Illinois Philharmonic Presents Stravinsky, Ravel And Abels
Illinois Philharmonic Orchestra presents a culmination of works inspired by popular children’s fairytales, Stravinsky, Ravel & Abels, on Saturday, March 12 at the 1,100-seat Ozinga Chapel at Trinity Christian College in Palos Heights. A special appearance by Michael Abels—who has composed music for films including Jordan Peele’s Oscar-winning “Get Out” as well as “Us” completes the program. Under the direction of IPO music director Stilian Kirov, the orchestra will perform Igor Stravinsky’s “The Firebird Suite” and Abels’ “Frederick’s Fables,” based upon the children’s stories of Leo Lionni, which Abels will narrate. Rounding out the program is Maurice Ravel’s “Mother Goose Suite” with movements based on fairytales and nursery rhymes from the Mother Goose collection. To accommodate a younger audience, the matinee performance begins at 3pm.
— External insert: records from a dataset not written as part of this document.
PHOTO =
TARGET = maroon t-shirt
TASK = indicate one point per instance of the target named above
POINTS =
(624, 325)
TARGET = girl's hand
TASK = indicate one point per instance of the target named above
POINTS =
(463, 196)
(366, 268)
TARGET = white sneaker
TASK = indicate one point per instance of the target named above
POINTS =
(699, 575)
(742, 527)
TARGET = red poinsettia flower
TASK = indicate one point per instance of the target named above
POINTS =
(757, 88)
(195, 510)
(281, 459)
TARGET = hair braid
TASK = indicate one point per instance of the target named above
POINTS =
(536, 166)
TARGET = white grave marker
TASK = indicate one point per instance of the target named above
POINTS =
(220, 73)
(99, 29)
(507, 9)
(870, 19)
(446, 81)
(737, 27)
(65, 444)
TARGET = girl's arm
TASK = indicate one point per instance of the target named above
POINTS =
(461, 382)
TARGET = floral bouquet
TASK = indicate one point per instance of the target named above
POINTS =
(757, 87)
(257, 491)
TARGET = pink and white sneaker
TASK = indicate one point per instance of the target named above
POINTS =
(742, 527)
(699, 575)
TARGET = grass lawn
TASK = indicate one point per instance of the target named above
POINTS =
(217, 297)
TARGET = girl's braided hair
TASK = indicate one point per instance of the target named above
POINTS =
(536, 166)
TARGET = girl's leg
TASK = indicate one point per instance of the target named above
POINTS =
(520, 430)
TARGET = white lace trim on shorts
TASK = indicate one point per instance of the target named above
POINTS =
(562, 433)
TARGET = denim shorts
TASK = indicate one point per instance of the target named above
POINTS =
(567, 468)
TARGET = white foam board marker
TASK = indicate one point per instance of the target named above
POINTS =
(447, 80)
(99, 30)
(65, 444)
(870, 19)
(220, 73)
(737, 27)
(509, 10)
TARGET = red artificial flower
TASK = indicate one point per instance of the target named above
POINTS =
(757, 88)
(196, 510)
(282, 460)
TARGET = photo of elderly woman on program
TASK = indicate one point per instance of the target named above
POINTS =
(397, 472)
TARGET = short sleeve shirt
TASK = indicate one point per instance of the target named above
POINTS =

Tickets are $10-$57 here. More here.
Victory Gardens Will Livestream Final Five Performances Of “Queen of the Night”
Victory Gardens Theater will livestream the final five performances of its production of “Queen of the Night.” Written by travis tate and directed by Victory Gardens Artistic Director Ken-Matt Martin, “Queen of the Night” features Terry Guest (Ty) and André Teamer (Stephen). “With livestream performances, we will be able to reach a broader audience than ever before, and share work by Chicago artists with theater-lovers around the world who may never have the opportunity to visit Victory Gardens in person,” artistic director Martin says in a release. The livestream performance options are March 9-12 at 7:30pm, and March 13 at 3pm. Tickets are $24 here.
ARTS & CULTURE
Chicago History Museum Coyote Caught
Reports CBS 2 Chicago: “An animal care and control officer wrangled the coyote near the Chicago History Museum. There were several coyote sightings in that area over the past few weeks. Animal control tells us the coyote likely became comfortable around people because they were feeding her.”